Department of Epidemiology and Biostatistics, Michigan State University, East Lansing, MI 48824, USA.
Genetics. 2021 May 17;218(1). doi: 10.1093/genetics/iyab030.
Genomic prediction uses DNA sequences and phenotypes to predict genetic values. In homogeneous populations, theory indicates that the accuracy of genomic prediction increases with sample size. However, differences in allele frequencies and linkage disequilibrium patterns can lead to heterogeneity in SNP effects. In this context, calibrating genomic predictions using a large, potentially heterogeneous, training data set may not lead to optimal prediction accuracy. Some studies tried to address this sample size/homogeneity trade-off using training set optimization algorithms; however, this approach assumes that a single training data set is optimum for all individuals in the prediction set. Here, we propose an approach that identifies, for each individual in the prediction set, a subset from the training data (i.e., a set of support points) from which predictions are derived. The methodology that we propose is a sparse selection index (SSI) that integrates selection index methodology with sparsity-inducing techniques commonly used for high-dimensional regression. The sparsity of the resulting index is controlled by a regularization parameter (λ); the G-Best Linear Unbiased Predictor (G-BLUP) (the prediction method most commonly used in plant and animal breeding) appears as a special case which happens when λ = 0. In this study, we present the methodology and demonstrate (using two wheat data sets with phenotypes collected in 10 different environments) that the SSI can achieve significant (anywhere between 5 and 10%) gains in prediction accuracy relative to the G-BLUP.

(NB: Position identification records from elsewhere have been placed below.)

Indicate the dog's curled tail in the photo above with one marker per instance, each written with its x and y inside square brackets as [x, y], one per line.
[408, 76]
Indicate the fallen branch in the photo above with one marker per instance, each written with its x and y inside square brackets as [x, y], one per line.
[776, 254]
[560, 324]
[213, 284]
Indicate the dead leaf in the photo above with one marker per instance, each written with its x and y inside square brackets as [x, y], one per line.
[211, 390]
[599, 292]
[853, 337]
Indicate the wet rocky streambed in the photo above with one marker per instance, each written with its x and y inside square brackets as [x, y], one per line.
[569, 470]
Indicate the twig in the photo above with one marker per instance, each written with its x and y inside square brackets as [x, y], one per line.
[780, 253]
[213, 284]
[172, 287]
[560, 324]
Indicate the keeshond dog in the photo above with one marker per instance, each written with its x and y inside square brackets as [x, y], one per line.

基因组预测利用 DNA 序列和表型来预测遗传值。在同质群体中,理论表明基因组预测的准确性随着样本量的增加而提高。然而,等位基因频率和连锁不平衡模式的差异会导致 SNP 效应的异质性。在这种情况下,使用大型、潜在异质的训练数据集校准基因组预测可能不会导致最佳的预测准确性。一些研究试图使用训练集优化算法来解决样本大小/同质性的权衡问题;然而,这种方法假设对于预测集中的所有个体,单个训练数据集是最优的。在这里,我们提出了一种方法,为预测集中的每个个体从训练数据中识别出一个子集(即一组支持点),从中得出预测。我们提出的方法是稀疏选择指数 (SSI),它将选择指数方法与常用于高维回归的稀疏诱导技术相结合。由此产生的索引的稀疏性由正则化参数 (λ) 控制;GBest 线性无偏预测器 (G-BLUP)(植物和动物育种中最常用的预测方法)是当 λ = 0 时出现的一个特殊情况。在这项研究中,我们介绍了该方法,并通过两个在 10 个不同环境中收集表型的小麦数据集进行了演示,证明了 SSI 可以在预测准确性方面相对于 G-BLUP 获得显著的(5%到 10%之间的任意增益)提高。